Frequently Asked Questions

What does BottomLine Advantage do?

BottomLine Advantage helps banks identify and eliminate hidden profit leaks embedded in vendor agreements, pricing structures, service levels, and contract terms.

 

Our focus is not theoretical savings. We target hard-dollar operating expense reductions that can improve margin, cash flow, and your efficiency ratio.

What is a hidden profit leak?

A hidden profit leak is unnecessary operating expense that remains buried inside vendor agreements because the bank does not have access to the same pricing intelligence, cost structure insight, or industry-specific negotiation leverage that vendors possess.

 

In practical terms, it is money leaving the bank that could be retained without reducing service quality or disrupting operations.

How do we know whether our bank has savings opportunity of at least six figures?

We begin by confirming whether a hard-dollar savings opportunity exists before asking you to invest significant time, effort, or internal resources.

 

For banks with 19+ branches, our initial process is designed to determine whether there is likely at least a six-figure opportunity hidden within selected expense categories.

Is there any cost if we do not have a savings opportunity of at least six figures?

No.

 

BottomLine Advantage is structured to eliminate financial risk for the bank. If our review does not confirm a meaningful savings opportunity, there is no consulting fee for the initial evaluation.

 

For qualifying banks, our process is specifically designed to determine whether hidden profit leaks exist before you commit significant time, budget, or internal resources.

What types of expenses do you review?

We typically focus on indirect operating expenses such as document production, telecom, energy/utilities, waste management, merchant services, and other vendor-managed expense categories where pricing complexity and vendor-side information gaps often create profit leaks.

 

The specific categories reviewed depend on your bank’s size, vendor footprint, current agreements, and available cost data.

Are you a vendor, broker, or reseller?

No. BottomLine Advantage is not an equipment vendor, service provider, broker, or reseller.

 

We do not sell equipment, supplies, telecom services, energy, waste services, or any vendor product. Our role is to help your bank receive better value from vendor relationships while remaining aligned with your financial interests.

Will this disrupt our current operations or vendor relationships?

No. Our process is designed to minimize disruption to your team, operations, and vendor relationships.

 

When appropriate, we help improve existing vendor arrangements. The goal is not change for the sake of change. The goal is to eliminate unnecessary expense while maintaining or improving product quality, service levels, and vendor support.

How much time will our team need to invest?

The initial review requires limited staff involvement. Your team provides current cost data for the selected expense categories, and we perform the analysis.

 

Our model is intentionally designed for finance executives who want measurable savings without placing a heavy burden on internal staff.

How are you compensated?

BottomLine Advantage works on a contingency basis.

 

That means we are compensated only when we identify and help secure approved savings. If there is no savings opportunity or no savings is implemented, there is no fee for that portion of the engagement.
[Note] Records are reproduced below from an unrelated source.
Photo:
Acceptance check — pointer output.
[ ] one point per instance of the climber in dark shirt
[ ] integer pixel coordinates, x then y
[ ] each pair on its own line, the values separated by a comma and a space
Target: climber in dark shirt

What makes your process different from what our internal team already does?

Most internal teams can see current invoices, contract terms, vendor proposals, and peer comparisons. What they typically cannot see is the vendor-side information that influences how much pricing flexibility truly exists.

 

BottomLine Advantage brings category-specific expertise, vendor-side experience, benchmark insight, and a structured savings process that helps uncover opportunities that often remain invisible through traditional internal reviews.

Do we have to switch vendors to realize savings?

Not necessarily.

 

In many cases, savings can be achieved by restructuring pricing, correcting contract terms, improving service alignment, or renegotiating with existing vendors. When vendor change is appropriate, we help evaluate that option carefully, but it is not the default objective.

How do you protect service quality while reducing costs?

We evaluate cost, service levels, product quality, vendor support, and operational fit together.

 

A lower price is not a successful outcome if it creates service problems, internal friction, or operational risk. Our objective is to improve financial performance without compromising the support your bank depends on.

Isn’t it less expensive for us to optimize our expenses internally?

Internal finance and procurement teams play an important role in expense management. However, most banks do not possess the vendor-side visibility, category-specific expertise, benchmarking depth, or negotiation leverage required to consistently uncover every hidden profit leak across multiple expense categories.

 

In addition, finance teams are already responsible for a wide range of operational and strategic priorities. Developing niche expertise across telecom, document production, utilities, waste management, merchant services, and other vendor categories is difficult to justify internally unless expense optimization is a full-time function.

 

BottomLine Advantage was built specifically to close that information and expertise gap while minimizing the time investment required from your internal team.

What is the best first step?

The best first step is to confirm whether your bank has a meaningful savings opportunity before investing significant time or resources.

 

If your bank has over 20 branches, BottomLine Advantage can assess selected expense categories and determine whether hidden profit leaks are likely present in your current vendor agreements.